酔眼漂流記

酒を片手に酔眼化する日々の記録


2009-06-03[水] [長年日記]

▶︎ [Movie]アフタースクール

感想

アフタースクール [DVD]

映画『アフタースクール』を観る。人からのお勧め。最初はそれほど期待していなかったのだが。いやはや、お見事。実に上質なお話である。キャッチコピーは「甘くみてるとダマされちゃいますよ」だそうだが、その言葉に全く偽りはない。あまり詳しいことはネタバレになるので書けないが、突然足元すくわれますよ。一瞬にして今まで見ていた「世界」が反転して全く違ったものが出現する快感。観終えてわかる、実に小憎らしい伏線の数々。シリアス過ぎずコメディ過ぎず絶妙の味付け。オレの琴線に見事に響く一編だ。

骨格となる「物語」が素晴らしいのはもちろんが、肉付けとなる俳優陣もいい。特に佐々木蔵之介に瞠目。彼は『間宮兄弟』でしか知らなかった。その時に演じた気のいい青年役では特にどうということはなかったが、今回の北沢にはしびれた。いや、惚れたといっていいね。いい人から一転、悪い人へ。同じ人が演じてるとは思えないほどで、その鋭い目つきにやられてしまった。

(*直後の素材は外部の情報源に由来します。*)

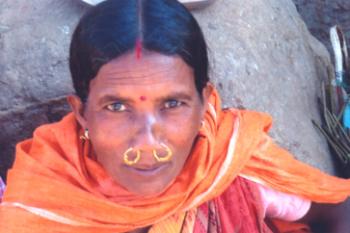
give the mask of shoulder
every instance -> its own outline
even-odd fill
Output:
[[[216,200],[228,212],[252,210],[260,215],[261,196],[258,185],[240,176]]]
[[[311,207],[310,200],[276,191],[243,177],[237,177],[219,199],[229,208],[232,204],[246,205],[263,218],[278,218],[285,221],[301,219]]]
[[[258,188],[251,181],[237,177],[214,202],[224,232],[261,232],[259,229],[267,228]]]

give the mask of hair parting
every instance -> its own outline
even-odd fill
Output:
[[[90,81],[111,60],[129,52],[140,59],[146,51],[181,57],[193,68],[202,96],[209,81],[207,46],[196,19],[176,0],[105,0],[92,7],[70,44],[76,94],[86,100]]]
[[[142,37],[143,37],[142,18],[143,18],[142,0],[137,0],[138,37],[136,38],[136,42],[135,42],[135,53],[136,53],[137,59],[141,59],[141,56],[142,56]]]
[[[135,45],[135,53],[136,58],[141,59],[142,56],[142,42],[139,38],[136,39],[136,45]]]

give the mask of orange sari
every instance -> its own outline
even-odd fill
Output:
[[[162,232],[164,222],[175,227],[184,213],[218,197],[238,175],[316,202],[350,195],[350,180],[326,175],[275,145],[267,136],[271,122],[263,113],[221,110],[213,92],[181,174],[160,195],[144,198],[118,185],[88,156],[89,145],[79,140],[81,129],[68,114],[17,145],[0,205],[1,232],[116,233],[149,225]]]

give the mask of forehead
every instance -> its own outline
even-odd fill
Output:
[[[90,92],[152,91],[164,85],[168,90],[195,89],[192,68],[178,56],[147,52],[137,58],[128,53],[101,67],[90,83]]]

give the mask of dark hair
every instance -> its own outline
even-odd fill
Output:
[[[207,46],[192,14],[176,0],[107,0],[88,11],[74,31],[69,65],[77,95],[109,61],[135,49],[179,55],[194,70],[201,96],[209,81]]]

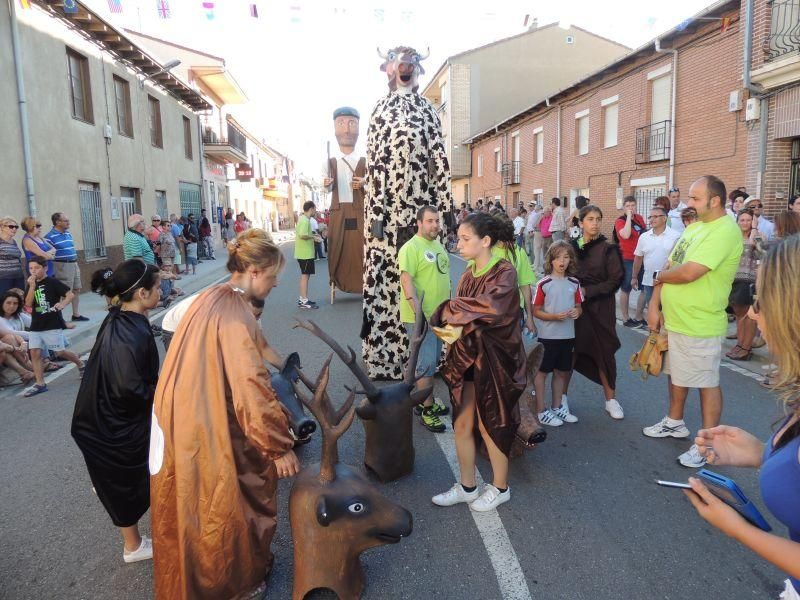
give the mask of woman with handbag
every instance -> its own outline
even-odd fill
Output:
[[[736,345],[725,353],[731,360],[746,361],[753,356],[756,323],[747,318],[747,311],[753,304],[751,287],[756,281],[758,261],[764,255],[764,238],[758,229],[753,228],[753,217],[753,209],[745,208],[739,211],[736,219],[742,232],[744,251],[728,298],[728,310],[736,315]]]

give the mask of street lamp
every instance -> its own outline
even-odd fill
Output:
[[[172,69],[174,69],[175,67],[177,67],[180,64],[181,64],[181,61],[179,59],[177,59],[177,58],[175,58],[175,59],[173,59],[173,60],[171,60],[171,61],[169,61],[167,63],[164,63],[164,66],[162,66],[155,73],[151,73],[150,75],[145,75],[144,77],[141,77],[139,79],[139,87],[140,88],[144,88],[144,82],[145,81],[147,81],[148,79],[152,79],[153,77],[157,77],[157,76],[161,75],[162,73],[168,73],[169,71],[171,71]]]

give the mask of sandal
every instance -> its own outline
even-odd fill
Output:
[[[736,344],[736,345],[735,345],[733,348],[731,348],[730,350],[728,350],[728,351],[725,353],[725,356],[727,356],[728,358],[730,358],[731,356],[733,356],[734,354],[736,354],[736,351],[737,351],[737,350],[741,350],[741,349],[742,349],[742,347],[741,347],[739,344]]]
[[[62,365],[56,364],[54,362],[48,363],[48,365],[44,368],[45,372],[52,373],[53,371],[59,371],[63,367]]]
[[[20,375],[19,378],[22,380],[22,383],[30,383],[34,379],[36,379],[36,375],[28,371],[24,375]]]
[[[36,394],[43,394],[47,391],[47,384],[39,385],[38,383],[25,391],[23,394],[26,398],[30,398],[31,396],[35,396]]]
[[[730,358],[731,360],[747,361],[753,357],[752,348],[743,348],[742,346],[739,346],[739,350],[740,352],[738,354],[734,355],[728,354],[727,355],[728,358]]]

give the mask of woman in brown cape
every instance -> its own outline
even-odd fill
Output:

ほぼ手放しで褒めちゃうぐらい出来のいい映画ではあるが、一つだけ言うとすれば。以下もしかするとネタバレっぽいかもしれないのでご注意を。

まぁ、好みの問題ではありますが。

あらすじ

出産間近の美紀(常盤貴子)を残して木村一樹(堺雅人)が失踪する。一方、母校の中学で教師を務めている神野良太郎(大泉洋)のところへ怪しげな男・北沢雅之(佐々木蔵之介)が訪ねてくる。北沢は木村を捜しているという。木村の勤めている会社の社長直々の依頼で、どうやら彼は社長にとって警察沙汰になりかねない情報を握ったまま失踪したらしい。仕方なく、北沢につきあい木村捜しの手伝いをする神野であったが……。謎の美女やヤクザも絡んで物語は思いもよらない方向へ。